いずれ買おうと思っていたところでkindleの半額セールがあり、大人買いしていた。そして今日、最新刊も読んだ上での感想を。


過剰な複雑さに困惑

一度通読した時点での感想に過ぎないのだが、渋谷事変あたりからバトルもストーリーも複雑すぎないだろうか。いや、複雑な事自体が悪いわけではないのだが、このマンガの場合は本当にただ複雑なだけで、それが面白さに寄与していない印象がある。

バトルの複雑さ

本作のバトルは呪力による能力バトルである。加えて「領域展開」という要素も加わっている。だが、各種の能力についても、領域展開についても、設定が複雑すぎて頭の整理が追い付かない。

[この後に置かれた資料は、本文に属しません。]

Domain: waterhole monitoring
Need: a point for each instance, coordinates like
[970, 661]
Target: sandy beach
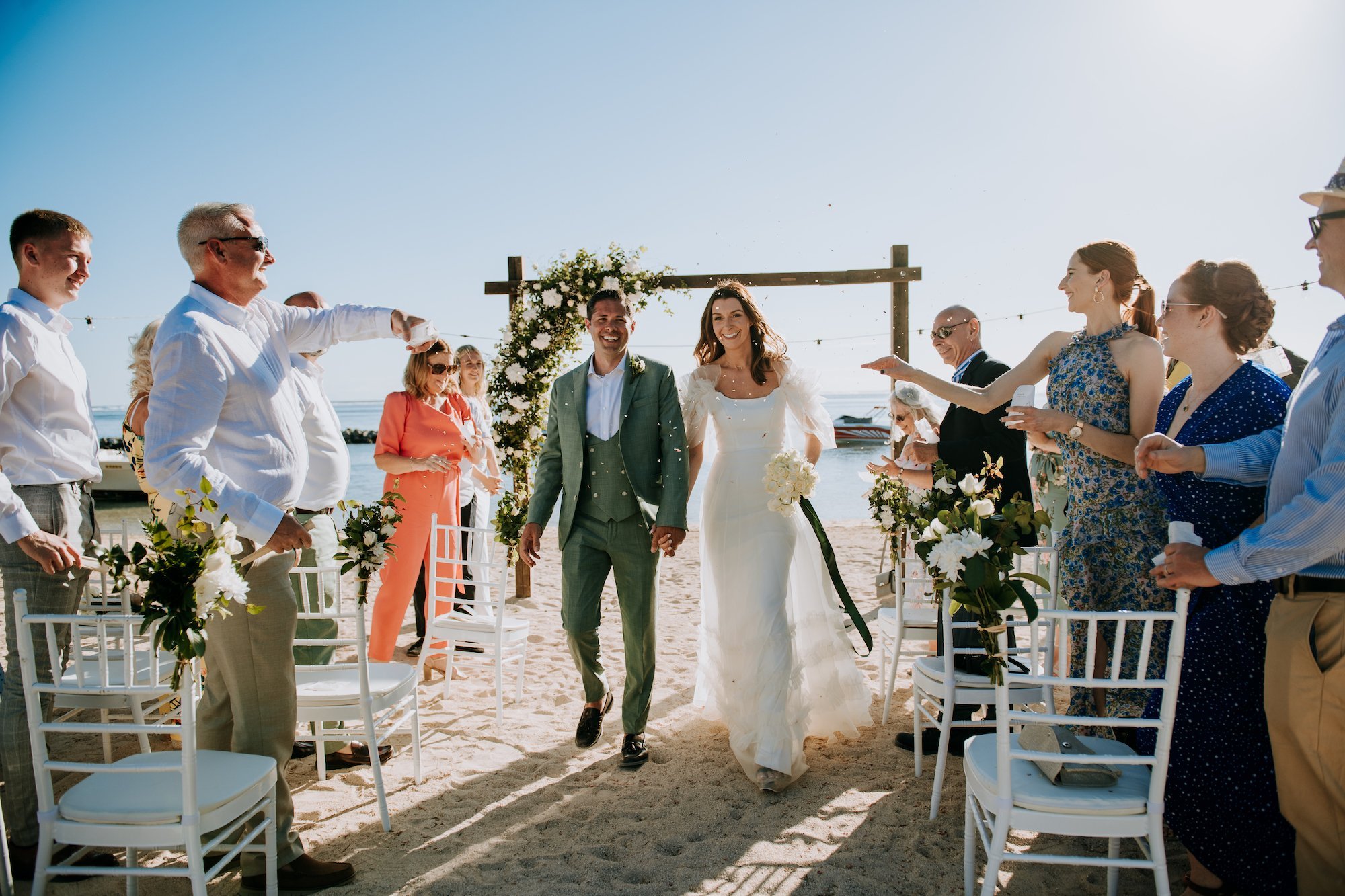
[520, 809]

色々と設定が盛り込まれ、展開に理由付けがなされているバトルというのは面白いものだが、もっとスッキリさせたほうが断然面白いのではないだろうか。

ストーリーの複雑さ

登場人物が多く、ストーリーに絡んでいる要素も多い。登場人物の名前も憶えづらく、死滅回游にいたってはグチャグチャしすぎではないだろうか。

やはりこれも、設定を詰め込みすぎているように感じる。何度も読み返しながら最新刊を心待ちにしているような読者にとってはご褒美なのだろうが、真っすぐ通読しようとする自分のような人間にはかなり厳しい。

展開、突き放しすぎでは

渋谷事変以降、かなり厳しい展開が続いているように見える。特に24巻まで読んだ時点では、虎杖が懸命に頑張っていることが報われなさすぎだろという思いが強かった。

思えば虎杖、渋谷事変からは重要な敵には勝っていないんじゃないだろうか。バッタと河童に勝ったことぐらいしか思い出せない。もちろん、構想としてはこのあと活躍していくのだろうけど。

キャラクターと人間描写がメチャクチャいい

おそらく、世間的にはバトルも展開も評判がいいのだろう。しかし自分の中ではとにかくキャラクターと人物描写が素晴らしいマンガだという位置づけだ。

おにぎりの具しか発話しない人とか、当然のようにいるロボとパンダとか、とにかく相撲がしたいだけの河童とか。そうはお目にかかれないキャラクターたちである。

そういった独特でユーモアのあるキャラ付けをしているだけでなく、人物としての深みもしっかりと感じ取れる。特に虎杖と釘崎の人格は深みがあってメチャクチャよかった。

それだけに釘崎の退場は本当に衝撃的だったし、「え…釘崎いないならこのマンガなに読むの?虎杖に徐々に好意抱いてる描写なんだったの?」と石化してしまった。


というわけで、自分からすると各種設定が盛り込まれすぎていて、ストーリーも複雑化されすぎているけど、キャラクターと人間描写は非凡だなぁというのが一度通読した印象である。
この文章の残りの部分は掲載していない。